On joue la 95e minute du match entre l'Angleterre et la Slovaquie. Kyle Walker effectue une longue touche que Marc Guéhi prolonge de la tête. Jude Bellingham s'élève alors et envoie le ballon dans les buts slovaques d'une magnifique bicyclette. Le stade se met soudainement à trembler. L'Angleterre revit, alors qu'on la croyait condamnée.
La réussite du maître à jouer anglais devrait figurer en bonne place dans le classement du plus beau but du tournoi. «Un but incroyable. L'un des meilleurs de l'histoire de notre nation», s'enthousiasme Harry Kane. Jude Bellingham parle lui-même de l'un des «moments les plus importants de ma carrière». A la question de savoir qui a permis aux Anglais de vivre un pareil scénario, le jeune homme de 21 ans répond avec audace: «Moi».
«Bellingham doit faire attention»
Le joueur du Real Madrid est débordant de confiance. Mais est-ce qu'il n'en ferait pas trop? «C'est un joueur exceptionnel», affirme Christoph Kramer, consultant pour la chaîne allemande ZDF et champion du monde en 2014 avec l'Allemagne. Mais l'ancien milieu défensif met également en garde Jude Bellingham contre tout excès de confiance: «Il faut qu'il fasse attention à ne pas commencer à prendre des grands airs à un si jeune âge.»
Christoph Kramer estime notamment que certains signes adressés à ses propres coéquipiers ne sont pas du tout acceptables: «Je trouve cela très grave» lâche-t-il. Pour l'Allemand, cette confiance extrême de Bellingham est imputable avant tout à sa formidable première saison au Real, au bout de laquelle il a remporté le championnat d'Espagne et la Ligue des champions. Si Kramer juge cette euphorie compréhensible, il appelle toutefois l'Anglais à faire preuve d'humilité: « J'espère qu'il réfléchira un peu lors de la pause estivale après le tournoi. Je crois que je ne suis pas le seul à dire 'boah, parfois il est agaçant'.»
«30 secondes avant de rentrer à la maison»
Après le match, le prodige anglais s'est tout de même montré mesuré. Et pour cause. Il est parfaitement placé pour savoir que l'Angleterre n'est vraiment pas passé loin de la catastrophe: «Tu es à 30 secondes de rentrer chez toi, avec le sentiment que tu as laissé tomber tout un pays.» Mais comme il le dit lui-même, les choses peuvent vite changer en 30 secondes: «C'est un sentiment que je ne veux pas vivre. Mais quand on y arrive, c'est génial.»

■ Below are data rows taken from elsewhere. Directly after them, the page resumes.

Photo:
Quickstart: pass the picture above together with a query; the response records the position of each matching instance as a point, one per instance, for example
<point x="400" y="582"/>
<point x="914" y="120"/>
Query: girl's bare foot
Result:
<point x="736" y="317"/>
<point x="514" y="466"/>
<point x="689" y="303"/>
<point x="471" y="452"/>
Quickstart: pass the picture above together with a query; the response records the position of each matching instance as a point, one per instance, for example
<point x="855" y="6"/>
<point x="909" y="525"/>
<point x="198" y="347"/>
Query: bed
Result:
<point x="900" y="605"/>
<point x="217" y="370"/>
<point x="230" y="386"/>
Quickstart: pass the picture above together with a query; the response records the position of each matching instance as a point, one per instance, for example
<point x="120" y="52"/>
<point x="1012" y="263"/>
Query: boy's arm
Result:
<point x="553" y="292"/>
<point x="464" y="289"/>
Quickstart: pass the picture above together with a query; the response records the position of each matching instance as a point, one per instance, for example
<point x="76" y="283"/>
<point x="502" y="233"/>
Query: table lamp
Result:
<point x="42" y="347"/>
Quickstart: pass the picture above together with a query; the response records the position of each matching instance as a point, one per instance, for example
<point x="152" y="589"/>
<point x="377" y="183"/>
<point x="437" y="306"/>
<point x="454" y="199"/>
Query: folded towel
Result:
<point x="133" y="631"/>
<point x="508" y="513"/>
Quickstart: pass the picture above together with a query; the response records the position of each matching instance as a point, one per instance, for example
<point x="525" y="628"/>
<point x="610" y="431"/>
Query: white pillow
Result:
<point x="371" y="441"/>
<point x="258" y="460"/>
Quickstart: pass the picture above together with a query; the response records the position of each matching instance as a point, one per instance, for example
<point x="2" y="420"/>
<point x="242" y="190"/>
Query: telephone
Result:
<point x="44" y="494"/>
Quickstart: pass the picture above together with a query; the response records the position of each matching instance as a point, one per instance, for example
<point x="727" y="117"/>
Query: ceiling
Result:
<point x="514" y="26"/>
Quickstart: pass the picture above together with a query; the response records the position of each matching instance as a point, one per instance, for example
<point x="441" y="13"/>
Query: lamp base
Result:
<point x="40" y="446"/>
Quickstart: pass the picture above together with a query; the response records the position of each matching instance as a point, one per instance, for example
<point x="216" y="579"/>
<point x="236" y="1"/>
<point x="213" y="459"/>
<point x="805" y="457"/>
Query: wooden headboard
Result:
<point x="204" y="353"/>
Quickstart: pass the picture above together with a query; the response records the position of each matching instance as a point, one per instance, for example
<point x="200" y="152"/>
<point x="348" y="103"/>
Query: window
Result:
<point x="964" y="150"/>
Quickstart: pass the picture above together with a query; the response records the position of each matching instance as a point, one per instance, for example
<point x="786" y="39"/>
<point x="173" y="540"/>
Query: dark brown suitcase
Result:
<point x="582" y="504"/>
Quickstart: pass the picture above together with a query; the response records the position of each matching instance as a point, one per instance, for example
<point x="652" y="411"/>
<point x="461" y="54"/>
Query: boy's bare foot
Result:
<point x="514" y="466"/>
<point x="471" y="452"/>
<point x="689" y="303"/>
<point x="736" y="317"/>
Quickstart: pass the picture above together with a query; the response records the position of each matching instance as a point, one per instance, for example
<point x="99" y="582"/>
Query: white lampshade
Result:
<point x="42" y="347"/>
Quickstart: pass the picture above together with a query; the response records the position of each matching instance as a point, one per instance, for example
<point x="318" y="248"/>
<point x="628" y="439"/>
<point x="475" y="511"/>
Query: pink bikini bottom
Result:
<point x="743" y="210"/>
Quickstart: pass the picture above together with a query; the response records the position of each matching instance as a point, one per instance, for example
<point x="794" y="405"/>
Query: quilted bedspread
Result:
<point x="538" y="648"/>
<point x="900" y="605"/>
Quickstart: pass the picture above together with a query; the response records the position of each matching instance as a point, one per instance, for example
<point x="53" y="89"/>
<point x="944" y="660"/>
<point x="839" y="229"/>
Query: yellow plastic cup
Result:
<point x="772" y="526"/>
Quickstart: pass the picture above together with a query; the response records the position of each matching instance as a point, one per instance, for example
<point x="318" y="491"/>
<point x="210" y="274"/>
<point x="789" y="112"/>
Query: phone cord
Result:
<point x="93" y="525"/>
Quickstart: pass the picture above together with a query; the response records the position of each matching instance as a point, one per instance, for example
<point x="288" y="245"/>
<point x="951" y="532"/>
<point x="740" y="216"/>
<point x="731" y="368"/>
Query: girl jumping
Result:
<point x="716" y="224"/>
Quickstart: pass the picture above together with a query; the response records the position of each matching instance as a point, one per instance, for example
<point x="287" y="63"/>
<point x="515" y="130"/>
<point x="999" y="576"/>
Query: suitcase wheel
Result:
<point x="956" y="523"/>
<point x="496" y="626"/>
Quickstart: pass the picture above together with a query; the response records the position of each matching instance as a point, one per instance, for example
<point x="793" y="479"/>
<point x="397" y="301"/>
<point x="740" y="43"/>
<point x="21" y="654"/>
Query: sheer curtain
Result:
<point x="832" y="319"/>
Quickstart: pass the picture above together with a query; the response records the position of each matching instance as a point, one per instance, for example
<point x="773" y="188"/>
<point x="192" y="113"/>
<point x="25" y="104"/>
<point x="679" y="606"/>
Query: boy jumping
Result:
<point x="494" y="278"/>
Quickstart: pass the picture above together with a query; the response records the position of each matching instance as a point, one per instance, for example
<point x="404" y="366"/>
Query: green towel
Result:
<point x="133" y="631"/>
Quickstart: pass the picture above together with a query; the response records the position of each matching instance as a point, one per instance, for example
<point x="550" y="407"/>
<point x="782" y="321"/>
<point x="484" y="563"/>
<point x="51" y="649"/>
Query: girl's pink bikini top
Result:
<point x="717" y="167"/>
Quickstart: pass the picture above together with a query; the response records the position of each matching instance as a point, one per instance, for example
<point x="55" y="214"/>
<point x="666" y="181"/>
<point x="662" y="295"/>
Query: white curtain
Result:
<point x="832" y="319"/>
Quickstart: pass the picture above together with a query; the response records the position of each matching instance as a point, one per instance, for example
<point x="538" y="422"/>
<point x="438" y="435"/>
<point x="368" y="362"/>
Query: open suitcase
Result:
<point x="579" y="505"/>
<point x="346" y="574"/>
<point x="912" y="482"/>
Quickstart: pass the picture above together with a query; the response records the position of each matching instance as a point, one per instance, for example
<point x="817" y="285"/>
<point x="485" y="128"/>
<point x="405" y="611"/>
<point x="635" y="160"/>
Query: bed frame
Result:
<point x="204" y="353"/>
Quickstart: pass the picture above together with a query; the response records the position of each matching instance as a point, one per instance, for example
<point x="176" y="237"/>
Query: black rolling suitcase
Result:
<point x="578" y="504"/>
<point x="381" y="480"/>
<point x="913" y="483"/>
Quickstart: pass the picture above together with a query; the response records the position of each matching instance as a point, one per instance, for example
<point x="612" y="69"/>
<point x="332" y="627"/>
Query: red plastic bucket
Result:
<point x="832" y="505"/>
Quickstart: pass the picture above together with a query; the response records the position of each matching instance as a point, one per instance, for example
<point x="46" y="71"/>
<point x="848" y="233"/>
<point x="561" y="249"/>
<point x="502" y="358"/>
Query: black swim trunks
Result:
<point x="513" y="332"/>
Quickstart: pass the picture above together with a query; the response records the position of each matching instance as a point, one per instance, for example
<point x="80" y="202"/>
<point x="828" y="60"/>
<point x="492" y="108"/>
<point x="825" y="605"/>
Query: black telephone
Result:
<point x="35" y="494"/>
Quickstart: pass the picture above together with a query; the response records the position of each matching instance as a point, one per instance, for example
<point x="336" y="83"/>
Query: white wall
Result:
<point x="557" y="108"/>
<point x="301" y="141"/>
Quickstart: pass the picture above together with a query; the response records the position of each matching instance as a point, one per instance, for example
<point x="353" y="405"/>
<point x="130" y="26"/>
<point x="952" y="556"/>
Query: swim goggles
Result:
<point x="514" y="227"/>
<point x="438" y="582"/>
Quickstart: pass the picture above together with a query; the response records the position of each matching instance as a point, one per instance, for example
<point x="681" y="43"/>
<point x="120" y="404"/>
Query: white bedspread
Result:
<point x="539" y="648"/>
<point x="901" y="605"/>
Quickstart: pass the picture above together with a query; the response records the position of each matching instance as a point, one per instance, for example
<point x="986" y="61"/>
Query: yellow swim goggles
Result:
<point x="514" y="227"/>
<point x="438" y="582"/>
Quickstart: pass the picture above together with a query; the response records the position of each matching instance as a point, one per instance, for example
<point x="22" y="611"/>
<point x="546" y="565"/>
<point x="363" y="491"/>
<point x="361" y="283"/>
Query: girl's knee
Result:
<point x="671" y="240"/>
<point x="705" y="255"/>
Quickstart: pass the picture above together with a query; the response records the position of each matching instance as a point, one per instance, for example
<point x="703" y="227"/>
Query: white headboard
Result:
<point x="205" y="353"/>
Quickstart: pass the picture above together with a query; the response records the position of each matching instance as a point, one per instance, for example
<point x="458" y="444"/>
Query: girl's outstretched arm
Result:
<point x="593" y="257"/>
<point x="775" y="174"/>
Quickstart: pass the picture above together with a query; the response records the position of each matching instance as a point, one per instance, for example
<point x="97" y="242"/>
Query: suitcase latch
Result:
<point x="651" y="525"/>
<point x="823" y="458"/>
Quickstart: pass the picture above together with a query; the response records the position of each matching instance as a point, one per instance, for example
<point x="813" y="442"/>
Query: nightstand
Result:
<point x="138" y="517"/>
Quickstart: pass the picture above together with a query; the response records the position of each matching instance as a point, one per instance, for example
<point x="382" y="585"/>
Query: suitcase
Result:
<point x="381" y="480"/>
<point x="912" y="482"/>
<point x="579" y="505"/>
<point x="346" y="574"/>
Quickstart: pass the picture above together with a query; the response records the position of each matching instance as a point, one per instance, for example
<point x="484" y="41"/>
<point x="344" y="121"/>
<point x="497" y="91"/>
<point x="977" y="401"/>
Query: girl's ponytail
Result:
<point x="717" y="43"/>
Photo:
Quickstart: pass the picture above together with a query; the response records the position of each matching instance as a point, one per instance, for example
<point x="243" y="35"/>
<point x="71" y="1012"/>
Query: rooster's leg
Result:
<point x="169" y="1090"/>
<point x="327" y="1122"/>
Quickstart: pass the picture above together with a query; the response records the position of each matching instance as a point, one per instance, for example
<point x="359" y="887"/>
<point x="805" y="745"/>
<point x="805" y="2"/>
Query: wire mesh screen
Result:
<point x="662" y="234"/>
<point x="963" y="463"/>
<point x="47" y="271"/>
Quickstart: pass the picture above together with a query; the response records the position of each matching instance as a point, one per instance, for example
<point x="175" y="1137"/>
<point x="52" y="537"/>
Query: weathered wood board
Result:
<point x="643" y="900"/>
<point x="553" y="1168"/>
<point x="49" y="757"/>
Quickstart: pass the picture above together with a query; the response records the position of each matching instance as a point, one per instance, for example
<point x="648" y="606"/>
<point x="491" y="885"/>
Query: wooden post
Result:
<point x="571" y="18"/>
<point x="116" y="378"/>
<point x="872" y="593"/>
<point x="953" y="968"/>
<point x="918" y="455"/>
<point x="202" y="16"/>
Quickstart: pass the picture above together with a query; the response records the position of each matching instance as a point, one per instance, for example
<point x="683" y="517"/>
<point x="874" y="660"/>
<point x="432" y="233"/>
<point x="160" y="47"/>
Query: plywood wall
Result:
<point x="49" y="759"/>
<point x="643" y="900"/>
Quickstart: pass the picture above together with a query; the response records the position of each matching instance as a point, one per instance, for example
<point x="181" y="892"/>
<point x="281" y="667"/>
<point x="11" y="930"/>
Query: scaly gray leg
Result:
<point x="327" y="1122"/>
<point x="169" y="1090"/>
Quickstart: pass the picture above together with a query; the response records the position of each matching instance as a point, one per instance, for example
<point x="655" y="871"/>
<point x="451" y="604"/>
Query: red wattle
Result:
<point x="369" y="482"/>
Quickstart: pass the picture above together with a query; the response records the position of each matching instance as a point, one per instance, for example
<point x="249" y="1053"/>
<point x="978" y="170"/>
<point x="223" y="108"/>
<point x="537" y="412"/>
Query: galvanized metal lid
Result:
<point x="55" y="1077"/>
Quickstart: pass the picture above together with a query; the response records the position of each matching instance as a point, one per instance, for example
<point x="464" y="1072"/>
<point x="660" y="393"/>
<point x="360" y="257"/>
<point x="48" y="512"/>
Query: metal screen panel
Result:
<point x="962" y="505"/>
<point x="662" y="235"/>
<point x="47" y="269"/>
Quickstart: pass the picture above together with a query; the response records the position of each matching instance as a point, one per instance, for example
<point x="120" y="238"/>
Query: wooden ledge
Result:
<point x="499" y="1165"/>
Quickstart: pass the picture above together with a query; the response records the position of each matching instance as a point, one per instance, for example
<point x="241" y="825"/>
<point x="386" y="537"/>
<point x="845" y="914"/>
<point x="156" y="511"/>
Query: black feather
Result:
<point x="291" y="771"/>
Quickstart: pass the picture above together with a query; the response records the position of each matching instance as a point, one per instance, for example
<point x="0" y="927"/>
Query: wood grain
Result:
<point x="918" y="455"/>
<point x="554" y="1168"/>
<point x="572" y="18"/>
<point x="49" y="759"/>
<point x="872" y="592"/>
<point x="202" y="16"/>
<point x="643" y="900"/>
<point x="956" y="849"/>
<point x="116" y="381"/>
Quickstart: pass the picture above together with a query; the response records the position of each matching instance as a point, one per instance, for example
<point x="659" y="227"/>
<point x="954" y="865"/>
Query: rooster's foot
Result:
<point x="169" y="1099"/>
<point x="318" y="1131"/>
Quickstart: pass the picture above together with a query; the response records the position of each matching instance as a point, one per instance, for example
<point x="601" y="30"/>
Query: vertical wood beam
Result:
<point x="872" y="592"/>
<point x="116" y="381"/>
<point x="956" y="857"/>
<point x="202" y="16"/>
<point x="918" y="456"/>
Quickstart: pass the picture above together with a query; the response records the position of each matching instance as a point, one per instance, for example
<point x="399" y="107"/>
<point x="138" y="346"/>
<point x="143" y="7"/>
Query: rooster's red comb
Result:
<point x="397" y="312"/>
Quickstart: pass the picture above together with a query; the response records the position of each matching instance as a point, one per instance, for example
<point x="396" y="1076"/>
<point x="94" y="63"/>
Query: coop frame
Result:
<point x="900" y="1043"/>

Une fois n'est pas coutume, son influence sur le match des Three Lions contre la Slovaquie a été limitée. Que ce soit pour les statistiques de passes (89,66%) ou par le pourcentage de duels gagnés (52,38), Jude Bellingham ne figure pas parmi les joueurs les plus performants du match. La tendance est la même au niveau des ballons touchés: avec ses 55 touches de balle, le joueur du Real est loin derrière son coéquipier John Stones qui a caressé le cuir à 139 reprises.
Bellingham offre un jubilé à Gareth Southgate
Et pourtant, même après un match moyen, Jude Bellingham a été décisif. Le sélectionneur anglais Gareth Southgate s'en est parfaitement rendu compte, lui qui a révélé à la BBC qu'il avait failli le joueur du Real plus tôt dans la partie: «A 15 minutes de la fin, il semblait très fatigué. Nous avons pensé à le sortir. Mais il peut être à l'origine de telles occasions. Du coup tu ne fais pas de changements, même si les gens en demandent.»
Le coach anglais peut remercier son meneur de jeu. Non seulement en raison de la qualification pour les quarts de finale, mais aussi parce qu'il aura droit à un 100e match sur le banc des Three Lions contre la Suisse, samedi à 18 heures.